Serving All of Chicagoland

After WWII Chicago-area wholesaling firms boomed, and by the 1950s over 10,000 wholesaling firms were based in the Chicago area. “Only New York City was a more important American wholesaling center.”   One wholesaler that flourished during this time was the J.P. Graziano Grocery Company.  With an ever-growing customer base we became a leading wholesaler of imported and domestic grocery products in Chicago, especially for Italian specialty items.

With delivery trucks criss-crossing the Chicago area,  the J.P Graziano Grocery Store supplied a great many restaurants and independent grocers for many years.

Vincenzo and his two sons outside of 901 W Randolph

Little Italy

Victoria Brand Olive Oil

Beginning around 1900, the Italian population around Taylor Street area on Chicago’s Near West Side swelled and the area became known as “Little Italy”.  J.P. Graziano’s sat just a bit north of the Taylor Street and so was in  a perfect location to serve Chicago’s largest Italian community.

Open to the Public

Like many wholesalers along Randolph Street, J.P. Graziano’s ran a retail business alongside its wholesale operation. Already experienced as retail grocers from their original store on Grand Ave, it made perfect sense for the Graziano family to keep its doors open to retail customers.
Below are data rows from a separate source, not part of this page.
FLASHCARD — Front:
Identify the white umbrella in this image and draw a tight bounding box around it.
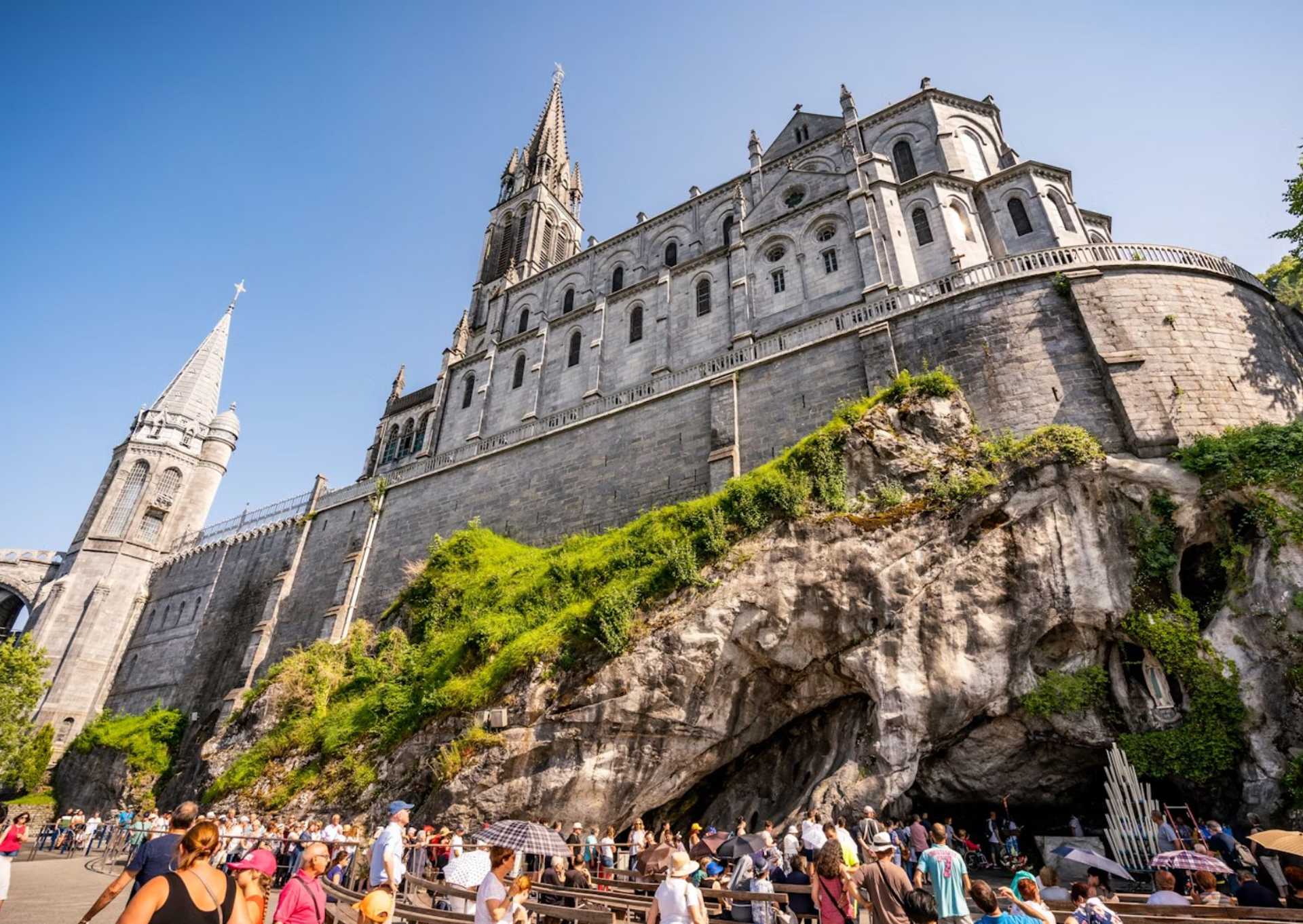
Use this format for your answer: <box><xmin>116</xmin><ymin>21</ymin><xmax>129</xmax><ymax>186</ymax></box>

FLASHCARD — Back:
<box><xmin>443</xmin><ymin>850</ymin><xmax>493</xmax><ymax>889</ymax></box>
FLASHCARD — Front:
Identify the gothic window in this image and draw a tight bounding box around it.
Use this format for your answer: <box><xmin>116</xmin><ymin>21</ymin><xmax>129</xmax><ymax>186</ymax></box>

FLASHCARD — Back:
<box><xmin>412</xmin><ymin>410</ymin><xmax>430</xmax><ymax>453</ymax></box>
<box><xmin>105</xmin><ymin>459</ymin><xmax>150</xmax><ymax>536</ymax></box>
<box><xmin>909</xmin><ymin>206</ymin><xmax>932</xmax><ymax>246</ymax></box>
<box><xmin>697</xmin><ymin>279</ymin><xmax>710</xmax><ymax>318</ymax></box>
<box><xmin>959</xmin><ymin>130</ymin><xmax>990</xmax><ymax>180</ymax></box>
<box><xmin>399</xmin><ymin>417</ymin><xmax>415</xmax><ymax>459</ymax></box>
<box><xmin>381</xmin><ymin>423</ymin><xmax>399</xmax><ymax>465</ymax></box>
<box><xmin>891</xmin><ymin>138</ymin><xmax>919</xmax><ymax>182</ymax></box>
<box><xmin>1008</xmin><ymin>195</ymin><xmax>1032</xmax><ymax>237</ymax></box>
<box><xmin>950</xmin><ymin>202</ymin><xmax>977</xmax><ymax>241</ymax></box>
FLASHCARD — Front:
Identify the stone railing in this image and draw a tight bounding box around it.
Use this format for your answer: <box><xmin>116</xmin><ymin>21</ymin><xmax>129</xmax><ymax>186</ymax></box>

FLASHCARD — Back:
<box><xmin>305</xmin><ymin>244</ymin><xmax>1262</xmax><ymax>509</ymax></box>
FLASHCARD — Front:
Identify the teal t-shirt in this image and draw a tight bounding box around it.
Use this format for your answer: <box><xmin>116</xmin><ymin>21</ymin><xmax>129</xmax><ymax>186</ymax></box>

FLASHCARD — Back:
<box><xmin>919</xmin><ymin>845</ymin><xmax>968</xmax><ymax>917</ymax></box>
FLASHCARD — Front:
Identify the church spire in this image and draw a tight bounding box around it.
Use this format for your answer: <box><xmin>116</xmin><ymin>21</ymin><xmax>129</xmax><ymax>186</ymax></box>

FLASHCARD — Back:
<box><xmin>150</xmin><ymin>280</ymin><xmax>245</xmax><ymax>423</ymax></box>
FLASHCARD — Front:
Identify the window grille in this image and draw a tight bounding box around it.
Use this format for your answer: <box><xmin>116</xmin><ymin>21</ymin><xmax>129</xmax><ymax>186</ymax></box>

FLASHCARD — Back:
<box><xmin>105</xmin><ymin>459</ymin><xmax>150</xmax><ymax>537</ymax></box>
<box><xmin>909</xmin><ymin>206</ymin><xmax>932</xmax><ymax>246</ymax></box>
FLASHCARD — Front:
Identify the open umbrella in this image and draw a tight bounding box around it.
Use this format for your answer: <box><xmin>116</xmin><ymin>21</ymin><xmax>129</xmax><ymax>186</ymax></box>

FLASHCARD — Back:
<box><xmin>476</xmin><ymin>821</ymin><xmax>571</xmax><ymax>856</ymax></box>
<box><xmin>1149</xmin><ymin>850</ymin><xmax>1234</xmax><ymax>874</ymax></box>
<box><xmin>1248</xmin><ymin>828</ymin><xmax>1303</xmax><ymax>855</ymax></box>
<box><xmin>1051</xmin><ymin>843</ymin><xmax>1135</xmax><ymax>881</ymax></box>
<box><xmin>443</xmin><ymin>850</ymin><xmax>493</xmax><ymax>889</ymax></box>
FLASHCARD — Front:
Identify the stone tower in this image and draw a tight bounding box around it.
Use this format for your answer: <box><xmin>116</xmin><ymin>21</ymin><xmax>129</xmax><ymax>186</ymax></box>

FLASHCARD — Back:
<box><xmin>31</xmin><ymin>284</ymin><xmax>244</xmax><ymax>753</ymax></box>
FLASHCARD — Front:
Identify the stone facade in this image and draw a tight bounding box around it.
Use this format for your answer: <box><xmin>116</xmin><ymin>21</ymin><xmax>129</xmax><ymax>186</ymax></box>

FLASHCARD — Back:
<box><xmin>12</xmin><ymin>74</ymin><xmax>1303</xmax><ymax>739</ymax></box>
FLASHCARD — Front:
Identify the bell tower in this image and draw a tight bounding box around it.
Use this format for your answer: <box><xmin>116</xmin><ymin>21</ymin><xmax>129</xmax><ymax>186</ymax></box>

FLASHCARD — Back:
<box><xmin>31</xmin><ymin>282</ymin><xmax>245</xmax><ymax>753</ymax></box>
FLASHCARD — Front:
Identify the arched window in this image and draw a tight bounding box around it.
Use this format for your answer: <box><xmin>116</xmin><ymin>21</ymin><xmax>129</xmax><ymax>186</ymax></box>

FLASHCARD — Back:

With its close proximity to Little Italy, J.P. Graziano’s benefited greatly from its reputation as the spot to find specialty items like Moroccan snails, caponata, baccalà, and oil-cured olives.  These were not your typical retail customers, these were folks who didn’t mind dodging forklifts and buying in bulk.   



The Neighborhood Declines

Chicago’s Near West Side underwent several developments that drastically altered the Taylor Street community and triggered the migration of many Italian families westward to Melrose Park and Harlem Ave. In 1963 Mayor Richard J. Daley pushed through the establishment of the UIC Circle Campus which required the demolition of hundreds of homes in Little Italy.  In addition, the Chicago Housing Authority built several housing projects near or on Taylor Street.  Although Little Italy has endured it remains only a fraction of its former size.

Sadly, these changes reduced the number of nearby retail customers in addition to making the neighborhood less attractive and less safe for visitors.